Prolonged Psychological Fear Based on Unfounded/Distorted Claims:
Listeria in Frozen Food and TV Dinners
Listeria monocyogenes is a bacteria commonly found in soil, water, plants, animals, the human gut and even in cheese. Most strains are not pathogenic. But a few strains of this bacteria can produce listeriosis in humans. Listeriosis is a rare but potentially fatal disease for those at risk. Persons over 60 years old and newborns have the highest incidence. The Listeria bacteria rarely causes illness in healthy people, but pregnant women are at risk for listeriosis, because of risk to the fetus. Listeria monocytogenes bacteria can grow—very slowly—at refrigerator temperatures and the bacteria can survive at temperatures below freezing.

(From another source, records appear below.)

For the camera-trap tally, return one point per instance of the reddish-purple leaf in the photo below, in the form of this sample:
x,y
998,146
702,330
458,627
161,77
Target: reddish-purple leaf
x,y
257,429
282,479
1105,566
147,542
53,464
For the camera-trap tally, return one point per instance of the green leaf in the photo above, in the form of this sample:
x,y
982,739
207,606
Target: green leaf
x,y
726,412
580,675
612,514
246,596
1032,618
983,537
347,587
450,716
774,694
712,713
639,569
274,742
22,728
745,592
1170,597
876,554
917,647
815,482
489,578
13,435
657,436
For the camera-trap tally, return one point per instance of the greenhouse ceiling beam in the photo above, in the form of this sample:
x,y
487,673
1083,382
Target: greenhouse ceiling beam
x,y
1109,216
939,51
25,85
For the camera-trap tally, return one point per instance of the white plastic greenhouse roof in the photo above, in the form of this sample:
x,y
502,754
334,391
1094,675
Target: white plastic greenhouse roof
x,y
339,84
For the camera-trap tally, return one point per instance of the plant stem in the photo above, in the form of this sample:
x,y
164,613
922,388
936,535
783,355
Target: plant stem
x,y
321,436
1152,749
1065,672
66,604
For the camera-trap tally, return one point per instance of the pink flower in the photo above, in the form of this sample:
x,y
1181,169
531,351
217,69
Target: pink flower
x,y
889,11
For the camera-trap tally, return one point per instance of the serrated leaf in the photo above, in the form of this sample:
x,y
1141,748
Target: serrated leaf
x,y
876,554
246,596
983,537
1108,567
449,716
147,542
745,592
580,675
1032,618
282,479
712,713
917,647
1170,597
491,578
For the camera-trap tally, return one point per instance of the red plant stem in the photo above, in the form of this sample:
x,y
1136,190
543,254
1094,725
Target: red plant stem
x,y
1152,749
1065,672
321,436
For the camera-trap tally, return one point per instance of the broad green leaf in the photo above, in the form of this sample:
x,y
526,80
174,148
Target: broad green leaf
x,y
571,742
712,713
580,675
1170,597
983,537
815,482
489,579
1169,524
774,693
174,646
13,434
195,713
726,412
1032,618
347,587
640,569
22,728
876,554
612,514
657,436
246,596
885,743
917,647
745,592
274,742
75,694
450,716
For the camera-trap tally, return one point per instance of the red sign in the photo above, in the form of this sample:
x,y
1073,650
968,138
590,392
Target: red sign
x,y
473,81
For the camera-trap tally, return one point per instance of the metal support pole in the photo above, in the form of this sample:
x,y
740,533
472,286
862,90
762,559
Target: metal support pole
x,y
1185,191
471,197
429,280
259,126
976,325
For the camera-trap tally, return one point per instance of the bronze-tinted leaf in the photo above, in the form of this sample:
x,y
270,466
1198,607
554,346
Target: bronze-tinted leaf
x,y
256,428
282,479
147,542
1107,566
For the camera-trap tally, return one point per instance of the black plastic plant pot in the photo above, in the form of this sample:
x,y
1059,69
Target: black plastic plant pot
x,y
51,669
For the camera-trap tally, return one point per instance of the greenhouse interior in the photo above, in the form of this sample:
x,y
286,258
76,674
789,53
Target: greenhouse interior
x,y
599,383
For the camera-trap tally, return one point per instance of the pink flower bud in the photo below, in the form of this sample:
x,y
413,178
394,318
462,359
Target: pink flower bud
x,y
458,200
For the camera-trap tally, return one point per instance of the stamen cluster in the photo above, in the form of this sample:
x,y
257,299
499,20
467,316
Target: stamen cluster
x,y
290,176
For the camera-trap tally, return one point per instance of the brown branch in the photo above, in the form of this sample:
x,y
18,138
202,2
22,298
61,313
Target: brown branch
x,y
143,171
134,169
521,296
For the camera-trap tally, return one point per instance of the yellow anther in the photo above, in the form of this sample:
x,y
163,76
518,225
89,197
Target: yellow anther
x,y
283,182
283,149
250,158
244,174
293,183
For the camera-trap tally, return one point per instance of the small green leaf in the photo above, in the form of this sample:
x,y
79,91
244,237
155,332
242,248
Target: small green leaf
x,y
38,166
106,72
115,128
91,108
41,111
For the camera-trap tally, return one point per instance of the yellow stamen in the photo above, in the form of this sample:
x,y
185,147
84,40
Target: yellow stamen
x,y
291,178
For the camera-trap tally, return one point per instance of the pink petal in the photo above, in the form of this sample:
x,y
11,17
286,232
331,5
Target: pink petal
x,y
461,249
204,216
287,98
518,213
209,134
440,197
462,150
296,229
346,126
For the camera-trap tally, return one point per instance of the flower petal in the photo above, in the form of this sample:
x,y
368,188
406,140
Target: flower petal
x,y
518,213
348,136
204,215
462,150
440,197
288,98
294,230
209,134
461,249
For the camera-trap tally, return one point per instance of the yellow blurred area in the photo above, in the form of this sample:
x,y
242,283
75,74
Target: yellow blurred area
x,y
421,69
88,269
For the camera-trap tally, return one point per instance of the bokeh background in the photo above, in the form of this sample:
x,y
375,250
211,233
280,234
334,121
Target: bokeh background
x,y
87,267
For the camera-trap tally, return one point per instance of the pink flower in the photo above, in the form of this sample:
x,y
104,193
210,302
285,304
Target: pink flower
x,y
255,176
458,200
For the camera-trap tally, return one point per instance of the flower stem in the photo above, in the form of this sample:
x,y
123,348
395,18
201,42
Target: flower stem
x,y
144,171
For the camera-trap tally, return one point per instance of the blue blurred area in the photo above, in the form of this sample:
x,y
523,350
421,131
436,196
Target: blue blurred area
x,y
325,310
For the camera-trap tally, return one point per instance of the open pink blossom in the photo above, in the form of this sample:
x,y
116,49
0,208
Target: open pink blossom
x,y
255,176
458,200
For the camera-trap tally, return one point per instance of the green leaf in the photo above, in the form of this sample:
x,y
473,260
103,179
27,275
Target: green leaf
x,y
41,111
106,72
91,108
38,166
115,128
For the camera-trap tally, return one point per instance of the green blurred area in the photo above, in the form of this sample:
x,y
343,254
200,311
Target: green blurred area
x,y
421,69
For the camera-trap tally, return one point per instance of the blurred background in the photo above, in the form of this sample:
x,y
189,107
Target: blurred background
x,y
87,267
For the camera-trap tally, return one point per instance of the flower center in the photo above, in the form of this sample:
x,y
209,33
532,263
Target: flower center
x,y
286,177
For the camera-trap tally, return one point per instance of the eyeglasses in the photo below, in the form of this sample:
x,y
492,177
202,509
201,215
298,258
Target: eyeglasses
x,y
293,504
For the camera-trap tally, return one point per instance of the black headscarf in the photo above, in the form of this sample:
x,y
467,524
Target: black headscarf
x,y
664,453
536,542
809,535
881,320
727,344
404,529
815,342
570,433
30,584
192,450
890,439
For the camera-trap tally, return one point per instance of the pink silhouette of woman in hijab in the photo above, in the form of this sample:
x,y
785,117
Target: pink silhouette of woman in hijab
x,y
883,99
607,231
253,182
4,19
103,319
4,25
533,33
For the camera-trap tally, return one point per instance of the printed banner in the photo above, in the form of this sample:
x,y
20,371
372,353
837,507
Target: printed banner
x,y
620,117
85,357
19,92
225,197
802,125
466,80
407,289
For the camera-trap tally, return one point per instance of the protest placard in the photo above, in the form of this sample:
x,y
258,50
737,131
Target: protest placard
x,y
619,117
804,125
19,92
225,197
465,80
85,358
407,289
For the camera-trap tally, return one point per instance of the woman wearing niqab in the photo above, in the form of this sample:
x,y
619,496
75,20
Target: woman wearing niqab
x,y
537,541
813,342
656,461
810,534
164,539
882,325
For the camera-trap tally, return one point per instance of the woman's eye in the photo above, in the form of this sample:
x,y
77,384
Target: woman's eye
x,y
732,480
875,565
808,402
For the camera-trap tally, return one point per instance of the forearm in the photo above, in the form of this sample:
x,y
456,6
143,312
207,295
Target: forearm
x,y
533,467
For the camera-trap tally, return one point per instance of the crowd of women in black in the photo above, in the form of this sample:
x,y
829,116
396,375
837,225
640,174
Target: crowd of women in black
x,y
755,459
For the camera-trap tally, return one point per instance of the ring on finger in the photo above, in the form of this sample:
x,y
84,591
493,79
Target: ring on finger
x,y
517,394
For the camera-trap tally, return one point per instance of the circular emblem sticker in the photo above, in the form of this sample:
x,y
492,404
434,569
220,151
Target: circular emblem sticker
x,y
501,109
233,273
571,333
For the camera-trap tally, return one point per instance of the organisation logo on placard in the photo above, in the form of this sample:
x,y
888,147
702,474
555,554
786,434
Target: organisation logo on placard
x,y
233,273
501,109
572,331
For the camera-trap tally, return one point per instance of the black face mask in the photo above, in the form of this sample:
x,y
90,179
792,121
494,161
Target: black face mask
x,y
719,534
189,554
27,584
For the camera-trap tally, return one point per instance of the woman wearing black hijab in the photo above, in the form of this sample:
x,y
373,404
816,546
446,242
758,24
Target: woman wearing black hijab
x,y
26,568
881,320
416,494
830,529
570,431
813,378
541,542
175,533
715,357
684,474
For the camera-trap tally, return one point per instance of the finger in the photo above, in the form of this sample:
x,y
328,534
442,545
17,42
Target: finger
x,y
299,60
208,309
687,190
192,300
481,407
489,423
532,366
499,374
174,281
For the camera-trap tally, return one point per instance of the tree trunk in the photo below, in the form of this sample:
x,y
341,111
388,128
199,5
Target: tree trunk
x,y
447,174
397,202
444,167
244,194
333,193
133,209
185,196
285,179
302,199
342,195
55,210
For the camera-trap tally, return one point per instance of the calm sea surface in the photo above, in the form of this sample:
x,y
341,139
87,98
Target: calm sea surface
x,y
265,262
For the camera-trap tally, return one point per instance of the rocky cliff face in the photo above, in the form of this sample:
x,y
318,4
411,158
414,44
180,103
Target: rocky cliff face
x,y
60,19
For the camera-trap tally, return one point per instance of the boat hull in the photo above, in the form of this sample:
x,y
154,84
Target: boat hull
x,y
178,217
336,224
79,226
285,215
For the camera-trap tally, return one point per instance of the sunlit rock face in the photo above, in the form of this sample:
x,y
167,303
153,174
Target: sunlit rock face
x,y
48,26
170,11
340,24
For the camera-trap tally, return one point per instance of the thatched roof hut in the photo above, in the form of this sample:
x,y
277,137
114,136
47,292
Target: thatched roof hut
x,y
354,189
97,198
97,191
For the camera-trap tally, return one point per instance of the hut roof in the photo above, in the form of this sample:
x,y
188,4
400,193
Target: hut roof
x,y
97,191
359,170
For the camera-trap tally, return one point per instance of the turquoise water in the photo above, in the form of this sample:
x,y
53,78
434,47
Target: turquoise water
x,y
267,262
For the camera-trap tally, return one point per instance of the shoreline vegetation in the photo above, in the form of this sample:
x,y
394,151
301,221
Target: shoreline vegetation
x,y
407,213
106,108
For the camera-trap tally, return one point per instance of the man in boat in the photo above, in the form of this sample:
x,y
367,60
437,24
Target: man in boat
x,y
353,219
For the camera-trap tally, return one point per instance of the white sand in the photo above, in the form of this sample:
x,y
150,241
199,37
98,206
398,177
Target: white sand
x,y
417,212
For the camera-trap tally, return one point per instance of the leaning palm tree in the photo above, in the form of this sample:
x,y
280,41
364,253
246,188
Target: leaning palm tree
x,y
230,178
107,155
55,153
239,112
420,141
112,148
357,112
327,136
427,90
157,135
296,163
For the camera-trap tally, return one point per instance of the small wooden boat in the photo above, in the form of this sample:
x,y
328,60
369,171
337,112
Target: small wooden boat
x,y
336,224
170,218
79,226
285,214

In 1988, activists in Great Britain claimed that a quarter of the frozen dinners bought in leading supermarkets were infected with the bacteria Listeria monocytogenes. These claims threw the nation in a panic. In hundreds of grocery stores, the shelves were emptied and food tossed away. This scare might have some validity if activist had taken the time to analyze the exact strains involved. But alas, they didn't! While many Listeria monocytogenes strains are naturally virulent and capable of producing severe diseases, others are somehow avirulent and unable to establish within mammalian hosts. For example, out of the 12 serotypes, over 98% of the human listeriosis cases are caused by just three serotypes (i.e., 1/2a, 1/2b and 4b). The end result was another major scare based on junk science.